Unfortunately, and despite what seems to be accepted wisdom in the published literature about the theory of this technique, the Applicants have discovered through laboratory experiments that in practice the passage of the composition through the interface is in either case extremely difficult if not actually impossible, and that the assumptions made in this field about tracer migration in a miscible phase are simply, and unexpectedly, wrong. More specifically, either the passage of the composition through the interface is subject to some indeterminate delay or, and worse, the composition, having passed through the interface, is poorly (if at all) absorbed into the component. This is especially so if the composition materials can themselves become particulate and coated with the wrong (in this case, aqueous) layer component; as will be appreciated, such a delay , or such a poor absorption, causes either the flight time or the concentration of the tracer between injection and detection points to be unrepresentative of the speed or volume of the selected layer, and thus the estimated flow velocities/rates of the respective fluid phases can be substantially incorrect. The problem is discussed further hereinafter with reference to FIGS. 4a-h of the accompanying Drawings.

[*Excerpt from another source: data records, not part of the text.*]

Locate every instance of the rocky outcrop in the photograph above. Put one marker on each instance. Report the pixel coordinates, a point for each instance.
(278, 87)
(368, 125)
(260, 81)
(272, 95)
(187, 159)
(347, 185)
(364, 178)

As might be expected, it is not normally acceptable to monitor the flow velocity of only one component layer in a horizontal borehole section, for much useful information can be gained by effectively simultaneously looking at all the layers. Nor is convenient to make use of tracer-injection equipment that has to be orientated one way for injecting the tracer composition into one layer and then re-oriented before it can be used to inject a second tracer composition into a second layer. It is therefore highly desirable to employ means for introducing the relevant tracer compositions that can, without intermediate re-orientation, in fact inject two (or more) different layers with the relevant tracer compositions, and even be able to inject them simultaneously. It is such a flow-monitoring, injection tool that the invention proposes. More specifically, the invention suggests an injection tool that comprises a plurality of spaced ejection ports (from which the relevant tracer composition can be ejected so as to be injected into the relevant chosen component layer), together with orientation means whereby in use the orientation of the tool can be so adjusted that the ports are so disposed as concurrently to lie each within the appropriate layer. Naturally, each port will be operatively connectable to a source of the relevant tracer composition from which will in use be supplied the amount to be injected; most conveniently the source will be the combination of a reservoir and a syringe-like device (which latter can draw a suitable amount of the composition from the reservoir and then drive it to, and eject it from, the associated port into the chosen layer).